Visibility is the Key to Hybrid IT

By Paul Parker, SolarWinds Federal & National Government Chief Technologist

Here is an interesting article from my colleague Joe Kim, in which he points out the shift in responsibilities caused by hybrid IT.

Moving to a hybrid environment, where part of your infrastructure is in the cloud while the rest of it remains on-premises, may require a far greater shift in responsibilities for the federal IT team than anticipated.

In a traditional on-premises environment, the federal IT manager needs three things to be successful: responsibility, accountability, and authority.

In a hybrid IT environment, the federal IT manager is still responsible and accountable. However, part of the cloud dynamic is that a manager’s level of authority and control will vary depending on the cloud provider and its offerings. But what about authority over the network you use to access cloud resources? A carrier’s network usually won’t give you the authority to make changes.

Here’s where the issue of visibility comes in. The only way to mitigate the loss of pure authority over a hybrid network is to have visibility into the details of its performance and health. This visibility is key when troubleshooting and dealing with service providers and carriers who, when service is slow or has failed, often revert to the default answer, “Everything looks fine on this end.”

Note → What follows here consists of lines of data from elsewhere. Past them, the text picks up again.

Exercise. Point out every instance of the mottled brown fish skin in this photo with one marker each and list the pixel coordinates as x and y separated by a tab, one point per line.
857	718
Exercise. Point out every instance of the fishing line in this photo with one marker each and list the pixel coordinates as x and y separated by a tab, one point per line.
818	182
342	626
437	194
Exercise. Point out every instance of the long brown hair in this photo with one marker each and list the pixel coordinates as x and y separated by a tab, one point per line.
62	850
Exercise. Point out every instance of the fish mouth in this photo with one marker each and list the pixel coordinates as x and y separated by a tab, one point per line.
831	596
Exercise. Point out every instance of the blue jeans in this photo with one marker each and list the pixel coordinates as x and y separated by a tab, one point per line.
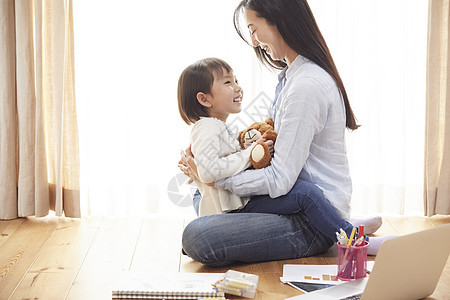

The importance of visibility

Why is visibility key? Because carriers are not always up front about what they’re seeing, or whether they’re even looking into a slowdown within your infrastructure.

Let’s say your service is not responding. A data center manager can check the internal network, and it will probably be just fine. That manager can then call the Software as a Service (SaaS) provider, who will likely say everything is fine on their end as well. The next step is to initiate a support call to the internet service provider (ISP) to find out whether or not the problem is somewhere in the middle, within the service provider’s realm.

The support person will likely say, “Everything looks fine here,” which is a challenge. Exacerbating the challenge is the federal IT manager’s inability to see into the service provider’s network.

The federal IT manager must be able to see any latency introduced by any device as packets flow through it. This information, both for the current state and historical usage, will show where the packets are going once they leave your premises, as well as how fast they’re traveling.

Complete visibility—a necessity for a successful hybrid IT transition—comes in the form of IT monitoring tools that provide a view of your entire environment: on-premises, in the cloud, and everything in between. These tools must be able to show a variety of device types (routers, load balancers, storage, servers, etc.) from a range of vendors.

Two last pieces of advice. First, be sure the IT monitoring tools you choose account for the virtual layer, whether it’s virtual servers or virtual networking, as much as the physical layer. Second, because your IT environment will only grow larger and more complex as it extends further into the cloud, the tools you select must be able to scale with the number and type of devices.